Add a backup poller to c-ares resolver to take better advantage of c-ares query timeout/retry logic#17688
Conversation
6a6f5e8 to
9595ef5
Compare
b5b8faf to
d0bd0da
Compare
f251eb2 to
683f135
Compare
|
test failures:
|
|
Friendly ping. Also updated to add an automated version of the manual test described here. |
|
Can we get this reviewed and merged? This seems to be fixing #18637 which has been failing regularly for a while. |
markdroth
left a comment
There was a problem hiding this comment.
Sorry for the delay on this. The overall change looks good; all my comments are minor. Please let me know if you have any questions.
Reviewed 3 of 5 files at r1, 17 of 17 files at r2.
Reviewable status: all files reviewed, 10 unresolved discussions (waiting on @apolcyn and @AspirinSJL)
src/core/ext/filters/client_channel/resolver/dns/c_ares/grpc_ares_ev_driver.cc, line 250 at r2 (raw file):
} static void on_ares_backup_poll_alarm_locked(void* arg, grpc_error* error) {
Please add a comment here explaining some of what you currently describe in the PR description. Otherwise, it's not obvious to future readers why this is being done.
src/core/ext/filters/client_channel/resolver/dns/c_ares/grpc_ares_ev_driver_windows.cc, line 179 at r2 (raw file):
"RecvFrom called on fd:|%s|. Current read buf length:|%d|", GetName(), GRPC_SLICE_LENGTH(read_buf_)); if (!read_buf_has_data_) {
Please let me know if I'm missing something here, but the changes in this file look unrelated to the rest of this PR. If so, maybe split them into a separate PR?
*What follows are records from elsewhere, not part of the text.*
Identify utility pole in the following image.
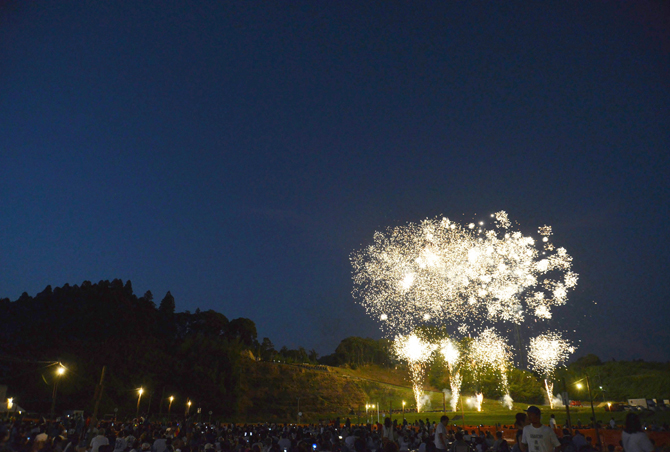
[91,366,107,428]
[561,378,572,428]
[586,374,602,449]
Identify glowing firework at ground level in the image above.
[528,332,575,409]
[393,333,436,412]
[469,328,513,409]
[440,339,462,411]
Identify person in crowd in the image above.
[88,428,109,452]
[435,416,449,452]
[519,405,561,452]
[621,413,654,452]
[572,429,586,452]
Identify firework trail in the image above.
[468,328,513,411]
[439,339,463,411]
[393,333,436,412]
[528,332,575,409]
[351,211,577,334]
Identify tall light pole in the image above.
[135,388,144,418]
[577,375,601,446]
[51,363,65,420]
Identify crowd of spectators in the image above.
[0,413,668,452]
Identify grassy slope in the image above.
[237,361,670,425]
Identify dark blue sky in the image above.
[0,1,670,361]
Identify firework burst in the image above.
[439,339,463,411]
[468,328,513,410]
[528,332,575,409]
[393,333,436,412]
[351,211,577,334]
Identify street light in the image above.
[51,363,65,420]
[135,388,144,418]
[576,375,602,447]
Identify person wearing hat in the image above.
[519,406,561,452]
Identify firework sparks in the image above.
[351,211,578,334]
[469,328,513,409]
[440,339,463,411]
[393,333,436,412]
[528,332,575,409]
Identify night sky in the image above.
[0,1,670,361]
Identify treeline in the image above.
[0,279,670,418]
[0,279,318,416]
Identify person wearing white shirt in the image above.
[621,413,654,452]
[519,406,560,452]
[435,416,449,452]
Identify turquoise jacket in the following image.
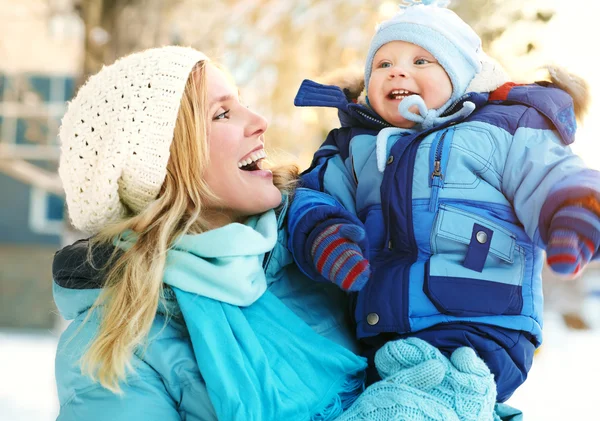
[53,201,357,421]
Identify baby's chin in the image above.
[386,115,417,129]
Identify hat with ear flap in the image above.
[365,0,481,113]
[58,46,208,234]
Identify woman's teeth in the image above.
[238,149,267,170]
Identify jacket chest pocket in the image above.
[424,204,525,317]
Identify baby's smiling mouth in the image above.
[388,89,415,100]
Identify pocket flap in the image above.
[434,204,517,263]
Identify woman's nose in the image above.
[246,110,269,137]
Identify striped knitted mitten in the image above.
[546,206,600,275]
[310,224,371,291]
[375,338,496,421]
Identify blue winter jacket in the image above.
[53,199,357,421]
[289,81,600,352]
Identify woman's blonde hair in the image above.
[81,61,298,393]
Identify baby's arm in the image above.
[502,108,600,273]
[288,129,370,291]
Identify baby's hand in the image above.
[546,206,600,275]
[310,224,371,291]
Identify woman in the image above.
[53,47,520,421]
[53,47,365,421]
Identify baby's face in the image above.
[368,41,452,129]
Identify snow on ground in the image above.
[0,299,600,421]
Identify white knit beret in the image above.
[58,46,207,234]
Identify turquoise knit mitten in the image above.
[335,374,462,421]
[375,338,496,421]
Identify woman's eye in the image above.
[214,110,230,120]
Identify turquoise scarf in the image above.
[164,211,366,421]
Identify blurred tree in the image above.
[75,0,178,81]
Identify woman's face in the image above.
[199,64,281,226]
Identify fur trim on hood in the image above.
[546,66,590,122]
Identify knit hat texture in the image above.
[365,0,481,112]
[58,46,207,234]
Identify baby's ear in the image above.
[466,52,510,92]
[546,66,590,122]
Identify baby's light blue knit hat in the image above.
[365,0,481,114]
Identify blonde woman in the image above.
[53,47,366,421]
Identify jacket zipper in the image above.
[429,130,448,212]
[355,110,392,127]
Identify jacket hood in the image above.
[315,60,590,122]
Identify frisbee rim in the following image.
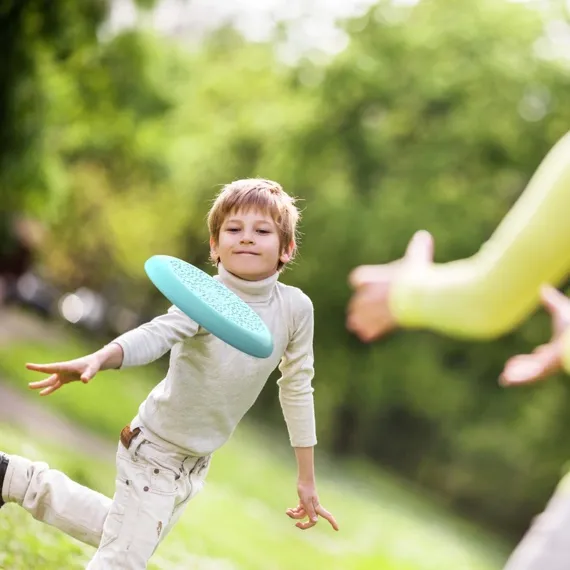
[144,255,273,358]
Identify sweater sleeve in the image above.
[112,306,198,368]
[562,328,570,374]
[277,293,317,447]
[390,133,570,338]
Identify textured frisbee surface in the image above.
[145,255,273,358]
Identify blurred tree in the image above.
[6,0,570,532]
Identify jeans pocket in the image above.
[99,455,139,549]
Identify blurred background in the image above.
[0,0,570,570]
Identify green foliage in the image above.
[0,0,570,533]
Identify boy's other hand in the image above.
[26,354,101,396]
[286,483,338,530]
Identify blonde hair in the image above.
[208,178,301,270]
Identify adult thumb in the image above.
[404,230,435,265]
[540,285,570,315]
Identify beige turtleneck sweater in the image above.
[113,265,317,456]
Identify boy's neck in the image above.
[218,263,279,302]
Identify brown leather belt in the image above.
[121,424,141,449]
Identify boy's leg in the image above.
[160,455,212,542]
[504,475,570,570]
[87,435,189,570]
[0,448,111,546]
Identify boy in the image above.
[0,179,338,570]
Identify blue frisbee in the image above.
[144,255,273,358]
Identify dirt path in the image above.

src/core/ext/filters/client_channel/resolver/dns/c_ares/grpc_ares_wrapper.h, line 29 at r2 (raw file):
#include "src/core/lib/iomgr/resolve_address.h" #define GRPC_DNS_ARES_DEFAULT_QUERY_TIMEOUT_MS 120000
Is this change intentional? 2 minutes seems like a very long time.
test/core/iomgr/resolve_address_test.cc, line 86 at r2 (raw file):
static void poll_pollset_until_request_done(args_struct* args) { grpc_core::ExecCtx exec_ctx; // Try to give enough time for c-ares to run through it's retries
s/it's/its/
test/core/iomgr/resolve_address_test.cc, line 379 at r2 (raw file):
test_unparseable_hostports(); if (gpr_stricmp(resolver_type, "ares") == 0) { // This behavior expecation is specific to c-ares.
s/expecation/expectation/
test/cpp/naming/dns_test_util.cc, line 27 at r2 (raw file):
#include "test/cpp/naming/dns_test_util.h" #ifdef GPR_WINDOWS
Do we already have individual tests that use these kind of compile-time conditionals for portability? If not, we should probably not start doing this now. Our general rule (which we're already bending somewhat for the c-ares resolver) has been that the only directories we allow this in are iomgr, gpr, and gprpp.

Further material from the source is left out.